Les couvertures empilées en guise de matelas, la pièce sans fenêtre, l’évier faisant office de cuisine, Marbels, 34 ans, embrasse tout d’un large geste. « C’est un palace pour nous après ce qu’on a vécu », lâche cette Vénézuélienne arrivée à Santiago (Chili) fin octobre, au terme d’un parcours migratoire éprouvant, tantôt en bus, tantôt à pied, réalisé avec sa sœur, Norelis, 27 ans, et leurs cinq enfants. Couchés en ce début d’après-midi, les cousins, âgés de 4 à 12 ans, attendent le retour de leurs mères parties chercher de l’aide alimentaire. « Ils n’ont pas encore mangé. Mais, au moins, au Chili, ils vont dormir le ventre plein, pas comme au Venezuela, et, ça, ça me rend heureuse », complète Norelis.

La famille a traversé la frontière nord du Chili à pied, depuis la Bolivie, comme de nombreux autres Vénézuéliens, poussés par la crise humanitaire dans leur pays d’origine. Ces images et celles de migrants campant, sans solution d’hébergement, notamment dans le nord du pays, ont marqué la campagne présidentielle.
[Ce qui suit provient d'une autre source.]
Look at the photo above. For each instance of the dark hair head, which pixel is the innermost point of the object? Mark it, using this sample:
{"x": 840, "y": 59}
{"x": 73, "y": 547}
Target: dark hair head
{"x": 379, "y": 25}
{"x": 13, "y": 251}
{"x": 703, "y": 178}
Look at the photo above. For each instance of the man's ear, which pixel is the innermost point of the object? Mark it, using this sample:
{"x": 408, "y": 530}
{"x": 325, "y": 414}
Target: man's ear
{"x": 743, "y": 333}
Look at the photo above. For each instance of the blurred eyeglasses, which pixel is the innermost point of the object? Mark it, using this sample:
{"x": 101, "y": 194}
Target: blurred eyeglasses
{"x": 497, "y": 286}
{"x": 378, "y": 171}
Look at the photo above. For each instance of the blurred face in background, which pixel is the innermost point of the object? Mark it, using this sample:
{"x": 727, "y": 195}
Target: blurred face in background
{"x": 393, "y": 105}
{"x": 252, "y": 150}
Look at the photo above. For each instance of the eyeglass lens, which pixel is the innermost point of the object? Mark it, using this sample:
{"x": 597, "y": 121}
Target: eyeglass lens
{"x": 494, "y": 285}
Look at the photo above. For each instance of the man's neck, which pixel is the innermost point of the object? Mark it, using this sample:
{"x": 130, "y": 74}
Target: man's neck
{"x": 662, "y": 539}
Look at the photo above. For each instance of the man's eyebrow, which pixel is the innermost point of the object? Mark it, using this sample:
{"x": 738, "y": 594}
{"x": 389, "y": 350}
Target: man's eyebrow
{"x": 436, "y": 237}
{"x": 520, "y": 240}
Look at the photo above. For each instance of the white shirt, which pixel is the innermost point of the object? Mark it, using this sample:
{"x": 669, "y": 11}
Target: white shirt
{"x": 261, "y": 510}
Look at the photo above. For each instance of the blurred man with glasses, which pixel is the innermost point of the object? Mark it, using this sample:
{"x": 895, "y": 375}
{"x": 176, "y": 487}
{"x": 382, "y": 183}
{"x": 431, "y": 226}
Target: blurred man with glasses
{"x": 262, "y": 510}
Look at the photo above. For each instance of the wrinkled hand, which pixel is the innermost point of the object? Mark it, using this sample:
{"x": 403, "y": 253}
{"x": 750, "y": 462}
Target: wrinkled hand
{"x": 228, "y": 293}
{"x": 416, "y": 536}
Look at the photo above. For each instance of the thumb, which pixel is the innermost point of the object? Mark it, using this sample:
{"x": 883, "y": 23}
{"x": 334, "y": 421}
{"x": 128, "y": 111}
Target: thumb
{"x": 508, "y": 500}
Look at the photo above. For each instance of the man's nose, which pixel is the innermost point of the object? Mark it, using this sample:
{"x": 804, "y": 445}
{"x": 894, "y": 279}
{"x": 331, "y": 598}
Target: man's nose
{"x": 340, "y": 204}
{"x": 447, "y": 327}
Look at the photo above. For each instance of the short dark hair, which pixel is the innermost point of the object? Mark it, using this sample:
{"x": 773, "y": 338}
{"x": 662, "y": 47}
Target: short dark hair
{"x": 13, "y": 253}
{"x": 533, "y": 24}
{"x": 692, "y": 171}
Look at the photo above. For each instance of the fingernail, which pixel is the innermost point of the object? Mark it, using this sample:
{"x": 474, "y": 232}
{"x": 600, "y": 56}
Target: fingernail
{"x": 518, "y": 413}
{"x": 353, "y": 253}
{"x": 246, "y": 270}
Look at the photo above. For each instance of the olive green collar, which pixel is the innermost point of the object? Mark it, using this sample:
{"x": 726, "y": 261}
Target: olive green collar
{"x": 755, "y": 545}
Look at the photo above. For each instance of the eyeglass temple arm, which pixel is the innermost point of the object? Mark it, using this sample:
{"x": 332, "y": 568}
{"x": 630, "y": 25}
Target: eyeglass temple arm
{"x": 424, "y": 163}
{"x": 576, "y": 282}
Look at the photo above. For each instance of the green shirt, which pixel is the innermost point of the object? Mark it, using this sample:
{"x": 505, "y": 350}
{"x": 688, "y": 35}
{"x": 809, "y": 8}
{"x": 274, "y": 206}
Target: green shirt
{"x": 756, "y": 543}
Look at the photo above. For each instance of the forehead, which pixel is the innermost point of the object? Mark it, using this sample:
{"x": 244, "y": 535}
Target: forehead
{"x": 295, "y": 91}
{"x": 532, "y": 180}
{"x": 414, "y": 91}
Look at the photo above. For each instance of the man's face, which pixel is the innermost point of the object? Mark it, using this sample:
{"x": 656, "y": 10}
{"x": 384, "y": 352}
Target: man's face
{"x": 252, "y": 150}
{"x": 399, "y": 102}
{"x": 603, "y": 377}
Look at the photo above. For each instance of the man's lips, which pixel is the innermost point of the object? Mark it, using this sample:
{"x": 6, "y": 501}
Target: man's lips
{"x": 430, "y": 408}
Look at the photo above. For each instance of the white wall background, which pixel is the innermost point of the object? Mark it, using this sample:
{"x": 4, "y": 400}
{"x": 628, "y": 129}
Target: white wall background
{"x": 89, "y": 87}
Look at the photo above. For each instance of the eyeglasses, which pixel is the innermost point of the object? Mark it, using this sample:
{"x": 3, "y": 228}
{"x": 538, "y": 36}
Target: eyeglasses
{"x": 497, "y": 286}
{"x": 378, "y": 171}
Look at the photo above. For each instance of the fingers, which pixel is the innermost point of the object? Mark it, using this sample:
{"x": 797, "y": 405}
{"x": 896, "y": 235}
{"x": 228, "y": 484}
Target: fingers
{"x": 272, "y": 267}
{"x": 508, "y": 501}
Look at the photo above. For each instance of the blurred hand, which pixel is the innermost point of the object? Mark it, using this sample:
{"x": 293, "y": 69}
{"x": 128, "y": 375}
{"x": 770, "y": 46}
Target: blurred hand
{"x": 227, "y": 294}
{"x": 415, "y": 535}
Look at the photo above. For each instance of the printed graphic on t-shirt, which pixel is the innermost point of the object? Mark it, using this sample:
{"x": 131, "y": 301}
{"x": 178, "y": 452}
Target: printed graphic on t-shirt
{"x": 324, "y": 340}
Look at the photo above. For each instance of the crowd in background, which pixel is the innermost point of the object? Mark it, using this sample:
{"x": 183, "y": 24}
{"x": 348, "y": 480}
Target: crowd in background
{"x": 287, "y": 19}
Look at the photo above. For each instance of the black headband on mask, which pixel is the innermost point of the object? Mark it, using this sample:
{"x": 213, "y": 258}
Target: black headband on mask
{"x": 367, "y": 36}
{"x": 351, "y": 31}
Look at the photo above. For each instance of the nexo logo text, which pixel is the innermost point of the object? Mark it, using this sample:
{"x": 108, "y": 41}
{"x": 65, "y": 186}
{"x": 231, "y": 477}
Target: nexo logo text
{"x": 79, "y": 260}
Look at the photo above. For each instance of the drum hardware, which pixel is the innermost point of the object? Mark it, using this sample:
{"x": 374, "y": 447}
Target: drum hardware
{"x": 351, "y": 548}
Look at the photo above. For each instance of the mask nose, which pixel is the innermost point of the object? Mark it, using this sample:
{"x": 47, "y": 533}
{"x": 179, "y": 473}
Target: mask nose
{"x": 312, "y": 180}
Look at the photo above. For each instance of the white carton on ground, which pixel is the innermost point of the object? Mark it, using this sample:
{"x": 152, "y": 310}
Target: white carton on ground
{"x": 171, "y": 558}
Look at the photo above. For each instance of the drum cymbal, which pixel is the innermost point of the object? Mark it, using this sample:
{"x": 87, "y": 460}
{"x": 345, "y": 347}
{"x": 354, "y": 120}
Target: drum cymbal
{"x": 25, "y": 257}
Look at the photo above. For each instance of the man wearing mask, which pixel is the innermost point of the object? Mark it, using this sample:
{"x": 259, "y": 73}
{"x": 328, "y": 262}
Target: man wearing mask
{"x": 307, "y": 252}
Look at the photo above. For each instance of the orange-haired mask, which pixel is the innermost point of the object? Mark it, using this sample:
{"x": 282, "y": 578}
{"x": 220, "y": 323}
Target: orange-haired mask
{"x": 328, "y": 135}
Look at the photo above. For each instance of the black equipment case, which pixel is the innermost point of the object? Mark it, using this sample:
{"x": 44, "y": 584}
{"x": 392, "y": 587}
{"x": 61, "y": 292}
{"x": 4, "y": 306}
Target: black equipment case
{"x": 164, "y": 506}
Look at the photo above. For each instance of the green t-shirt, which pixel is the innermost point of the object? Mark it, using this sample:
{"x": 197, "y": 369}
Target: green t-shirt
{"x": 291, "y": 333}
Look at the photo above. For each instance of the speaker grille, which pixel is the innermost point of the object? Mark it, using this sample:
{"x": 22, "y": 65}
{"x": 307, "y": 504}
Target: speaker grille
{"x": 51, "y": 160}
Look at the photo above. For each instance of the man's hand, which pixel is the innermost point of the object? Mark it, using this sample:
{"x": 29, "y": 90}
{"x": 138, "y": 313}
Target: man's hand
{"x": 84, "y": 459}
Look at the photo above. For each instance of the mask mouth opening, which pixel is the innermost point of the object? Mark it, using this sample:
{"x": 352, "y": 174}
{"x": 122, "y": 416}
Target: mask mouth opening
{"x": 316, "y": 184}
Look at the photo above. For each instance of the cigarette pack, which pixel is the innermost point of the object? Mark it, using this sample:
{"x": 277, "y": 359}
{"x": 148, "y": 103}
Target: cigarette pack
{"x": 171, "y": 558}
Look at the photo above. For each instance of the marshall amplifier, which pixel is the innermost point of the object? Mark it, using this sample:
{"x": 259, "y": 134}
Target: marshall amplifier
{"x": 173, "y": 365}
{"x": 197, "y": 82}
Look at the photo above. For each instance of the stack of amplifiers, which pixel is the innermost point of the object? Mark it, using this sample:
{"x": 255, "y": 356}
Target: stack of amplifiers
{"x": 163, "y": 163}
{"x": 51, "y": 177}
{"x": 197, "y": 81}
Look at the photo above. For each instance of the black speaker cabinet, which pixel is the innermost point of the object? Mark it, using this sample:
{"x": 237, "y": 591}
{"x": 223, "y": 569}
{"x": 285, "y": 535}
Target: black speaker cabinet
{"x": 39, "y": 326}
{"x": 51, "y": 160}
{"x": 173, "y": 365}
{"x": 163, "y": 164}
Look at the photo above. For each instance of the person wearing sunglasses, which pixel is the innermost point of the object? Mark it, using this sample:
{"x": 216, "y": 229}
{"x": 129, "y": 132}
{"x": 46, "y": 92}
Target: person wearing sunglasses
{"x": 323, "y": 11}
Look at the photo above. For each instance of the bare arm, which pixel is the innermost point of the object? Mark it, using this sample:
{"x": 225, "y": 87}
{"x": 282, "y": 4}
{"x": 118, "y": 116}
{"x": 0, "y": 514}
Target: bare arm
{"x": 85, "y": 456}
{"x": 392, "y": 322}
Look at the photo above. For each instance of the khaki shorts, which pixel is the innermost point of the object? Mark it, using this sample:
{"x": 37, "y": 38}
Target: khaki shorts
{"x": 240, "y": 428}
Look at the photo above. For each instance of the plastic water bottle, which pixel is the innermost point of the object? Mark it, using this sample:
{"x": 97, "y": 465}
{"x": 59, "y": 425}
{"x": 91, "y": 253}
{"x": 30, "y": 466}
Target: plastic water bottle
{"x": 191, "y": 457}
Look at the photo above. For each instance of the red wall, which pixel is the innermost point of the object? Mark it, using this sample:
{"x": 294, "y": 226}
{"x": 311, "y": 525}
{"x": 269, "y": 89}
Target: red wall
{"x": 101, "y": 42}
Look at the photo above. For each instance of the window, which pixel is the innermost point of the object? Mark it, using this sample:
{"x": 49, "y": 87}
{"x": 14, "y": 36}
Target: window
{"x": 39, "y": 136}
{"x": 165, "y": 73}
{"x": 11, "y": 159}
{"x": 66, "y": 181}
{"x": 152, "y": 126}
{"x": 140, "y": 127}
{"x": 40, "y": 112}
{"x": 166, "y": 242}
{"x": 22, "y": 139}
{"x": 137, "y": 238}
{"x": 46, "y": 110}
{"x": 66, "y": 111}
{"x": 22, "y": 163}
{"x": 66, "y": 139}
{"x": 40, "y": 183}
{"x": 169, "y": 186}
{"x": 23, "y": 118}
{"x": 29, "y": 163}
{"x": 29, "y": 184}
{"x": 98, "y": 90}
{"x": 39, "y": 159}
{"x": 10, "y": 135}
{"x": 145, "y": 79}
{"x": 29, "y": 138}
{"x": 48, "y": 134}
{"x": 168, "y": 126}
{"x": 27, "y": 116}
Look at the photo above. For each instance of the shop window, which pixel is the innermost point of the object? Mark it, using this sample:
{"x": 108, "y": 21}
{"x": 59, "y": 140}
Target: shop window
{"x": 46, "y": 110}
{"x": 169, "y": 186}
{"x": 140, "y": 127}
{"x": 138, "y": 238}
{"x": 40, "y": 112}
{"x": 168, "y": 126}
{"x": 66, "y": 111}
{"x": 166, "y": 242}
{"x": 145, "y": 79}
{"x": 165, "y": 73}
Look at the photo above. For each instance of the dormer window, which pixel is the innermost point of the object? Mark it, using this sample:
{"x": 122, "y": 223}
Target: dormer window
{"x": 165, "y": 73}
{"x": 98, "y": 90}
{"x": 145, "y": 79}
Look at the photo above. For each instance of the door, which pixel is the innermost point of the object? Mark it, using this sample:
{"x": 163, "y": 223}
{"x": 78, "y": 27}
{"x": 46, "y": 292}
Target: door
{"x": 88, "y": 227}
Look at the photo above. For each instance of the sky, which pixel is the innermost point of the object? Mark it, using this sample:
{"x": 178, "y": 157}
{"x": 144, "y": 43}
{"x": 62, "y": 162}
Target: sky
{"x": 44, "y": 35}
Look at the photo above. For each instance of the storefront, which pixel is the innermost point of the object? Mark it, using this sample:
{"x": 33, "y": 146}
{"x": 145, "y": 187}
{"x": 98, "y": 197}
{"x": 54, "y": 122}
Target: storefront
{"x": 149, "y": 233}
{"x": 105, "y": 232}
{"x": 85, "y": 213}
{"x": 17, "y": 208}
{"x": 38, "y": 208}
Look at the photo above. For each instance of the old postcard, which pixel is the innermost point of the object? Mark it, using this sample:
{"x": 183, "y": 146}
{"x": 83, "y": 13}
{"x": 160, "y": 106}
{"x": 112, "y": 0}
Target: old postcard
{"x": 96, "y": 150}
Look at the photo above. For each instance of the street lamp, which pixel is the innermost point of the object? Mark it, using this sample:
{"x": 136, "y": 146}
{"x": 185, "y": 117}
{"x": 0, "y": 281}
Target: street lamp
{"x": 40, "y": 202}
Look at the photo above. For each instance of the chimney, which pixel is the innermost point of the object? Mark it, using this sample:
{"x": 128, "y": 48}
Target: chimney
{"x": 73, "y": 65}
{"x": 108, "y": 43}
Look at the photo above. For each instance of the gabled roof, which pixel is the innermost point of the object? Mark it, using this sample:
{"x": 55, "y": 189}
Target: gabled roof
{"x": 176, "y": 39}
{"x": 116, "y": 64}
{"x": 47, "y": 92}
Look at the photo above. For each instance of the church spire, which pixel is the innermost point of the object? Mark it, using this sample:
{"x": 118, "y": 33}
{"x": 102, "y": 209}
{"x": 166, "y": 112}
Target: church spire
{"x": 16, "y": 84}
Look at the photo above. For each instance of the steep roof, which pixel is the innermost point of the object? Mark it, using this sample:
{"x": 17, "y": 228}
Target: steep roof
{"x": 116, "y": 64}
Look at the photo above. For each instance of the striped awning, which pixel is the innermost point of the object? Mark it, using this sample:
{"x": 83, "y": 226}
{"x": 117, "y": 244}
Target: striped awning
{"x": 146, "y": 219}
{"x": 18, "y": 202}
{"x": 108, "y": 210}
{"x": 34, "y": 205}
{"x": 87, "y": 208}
Lors du premier tour, dimanche 21 novembre, le candidat d’extrême droite, José Antonio Kast (Parti républicain), est arrivé en tête avec 27,9 % des suffrages, devançant de deux points celui de gauche, le député Gabriel Boric, qu’il affrontera au second tour, le 19 décembre. « Il faut construire un fossé » pour empêcher le passage des migrants, a notamment déclaré José Antonio Kast, qui a fait de l’immigration l’un de ses thèmes de campagne.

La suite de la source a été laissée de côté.